Once inside and seated with ice on my knees, I chastised myself for reading the mail while walking. Yet in that deep place inside of me, I knew it was more. This was my fourth fall in a matter of months.
I tried to still one of my hands and legs from their growing tendency to shake—a shaking that started with minuscule movements I attributed to stress. I had known people like that. You share a bench at your son's baseball game and want to grab their knee and say "Stop!" But that was never me, until now. I could no longer deny it, and the neurologist confirmed it. Parkinson’s was the adversary.

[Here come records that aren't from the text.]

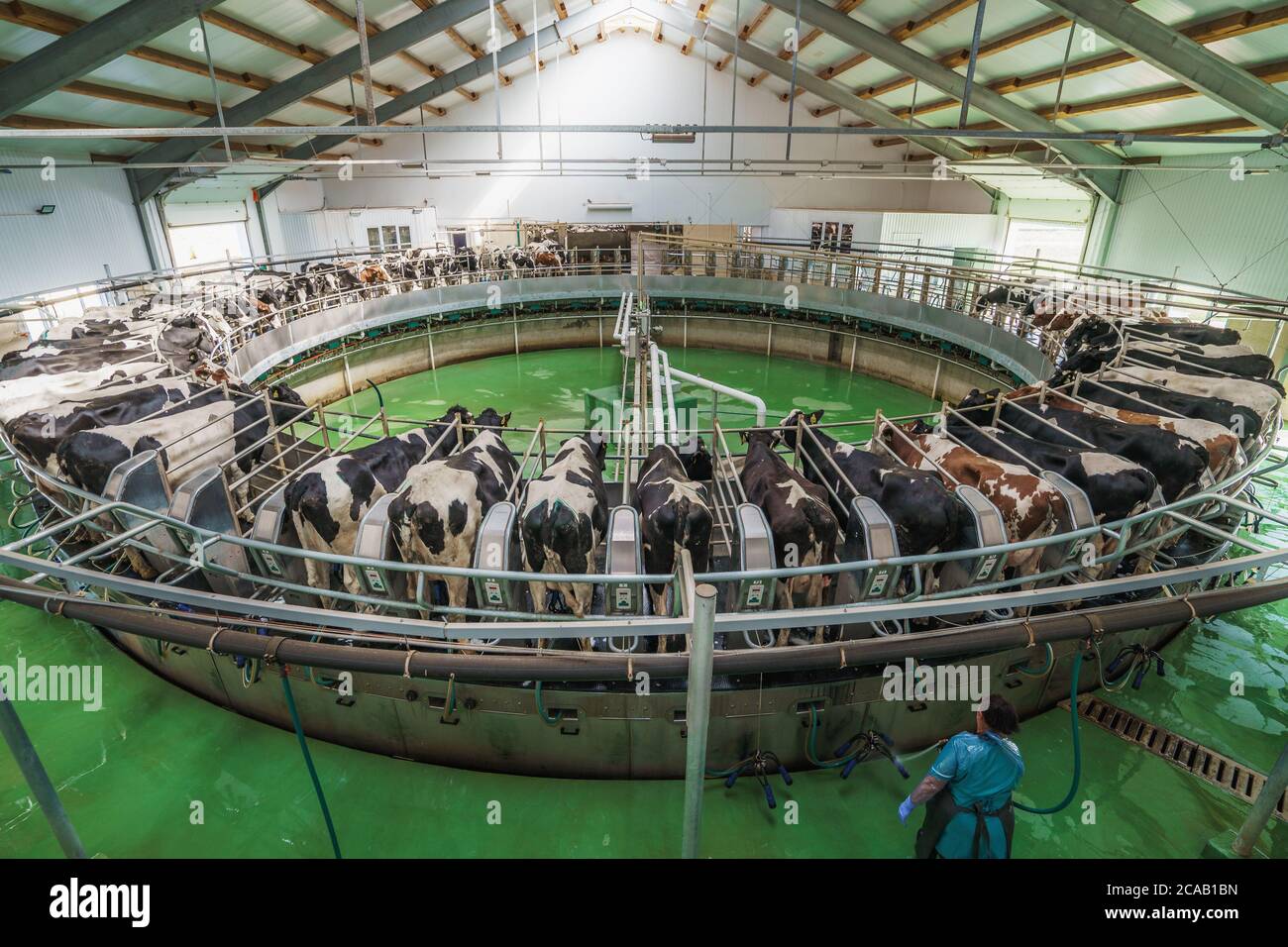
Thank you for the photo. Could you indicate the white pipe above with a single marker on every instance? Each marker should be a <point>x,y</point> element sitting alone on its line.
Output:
<point>658,421</point>
<point>623,315</point>
<point>725,389</point>
<point>670,398</point>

Parkinson’s is somewhat like a garden hose resting in concentric circles. Someone turns the spigot on until it reaches full pressure. The pressure builds until the hose wiggles, thrashes, and moves in eccentric patterns. With Parkinson's, the pressure intensifies until there’s no option but to move. My determined arm and impulsive leg have their own stubborn will.

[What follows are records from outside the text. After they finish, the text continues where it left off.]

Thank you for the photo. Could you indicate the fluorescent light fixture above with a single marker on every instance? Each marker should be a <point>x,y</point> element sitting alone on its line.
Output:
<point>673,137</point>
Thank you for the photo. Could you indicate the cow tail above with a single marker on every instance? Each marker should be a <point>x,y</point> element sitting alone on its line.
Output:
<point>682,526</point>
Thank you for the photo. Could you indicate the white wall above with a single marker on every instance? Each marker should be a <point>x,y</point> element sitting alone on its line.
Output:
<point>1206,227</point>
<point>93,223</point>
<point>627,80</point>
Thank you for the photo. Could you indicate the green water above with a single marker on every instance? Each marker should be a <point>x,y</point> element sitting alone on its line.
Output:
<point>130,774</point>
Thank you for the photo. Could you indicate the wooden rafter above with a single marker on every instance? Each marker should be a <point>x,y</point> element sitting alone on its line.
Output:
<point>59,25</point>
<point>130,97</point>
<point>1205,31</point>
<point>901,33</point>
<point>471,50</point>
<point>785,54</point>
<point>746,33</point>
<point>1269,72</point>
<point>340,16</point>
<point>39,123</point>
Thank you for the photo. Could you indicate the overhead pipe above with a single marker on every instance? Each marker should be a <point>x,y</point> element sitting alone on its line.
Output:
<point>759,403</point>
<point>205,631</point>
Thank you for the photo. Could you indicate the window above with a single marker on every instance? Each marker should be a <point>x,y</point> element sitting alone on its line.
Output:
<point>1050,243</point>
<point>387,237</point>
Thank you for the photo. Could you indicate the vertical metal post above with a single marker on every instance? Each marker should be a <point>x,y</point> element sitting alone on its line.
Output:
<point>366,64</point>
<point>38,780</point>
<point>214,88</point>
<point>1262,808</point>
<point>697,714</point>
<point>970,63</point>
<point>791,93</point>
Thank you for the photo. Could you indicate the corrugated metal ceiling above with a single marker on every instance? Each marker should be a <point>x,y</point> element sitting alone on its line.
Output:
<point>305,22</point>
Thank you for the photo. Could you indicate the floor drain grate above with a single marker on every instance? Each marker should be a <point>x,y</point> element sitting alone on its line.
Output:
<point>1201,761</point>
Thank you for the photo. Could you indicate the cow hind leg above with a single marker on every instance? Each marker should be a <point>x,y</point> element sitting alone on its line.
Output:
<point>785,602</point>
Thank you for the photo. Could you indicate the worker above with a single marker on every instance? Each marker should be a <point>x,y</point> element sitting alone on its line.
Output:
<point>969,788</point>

Yet God’s strength is made perfect in my weakness. He keeps my eyes focused on the blessings and helps me choose joy over despair. A piano teacher once reminded me that a mistake during a performance doesn’t ruin the beauty of the piece. I’m God’s creation, so I must be a masterpiece—with or without this disease. Short of a miracle, I will have Parkinson's when I die, but it will not visit heaven with me. I will hold steady hands high in praise.
Whatever your journey, keep your eyes fixed on God—the ever present help in times of trouble. He will help you choose joy.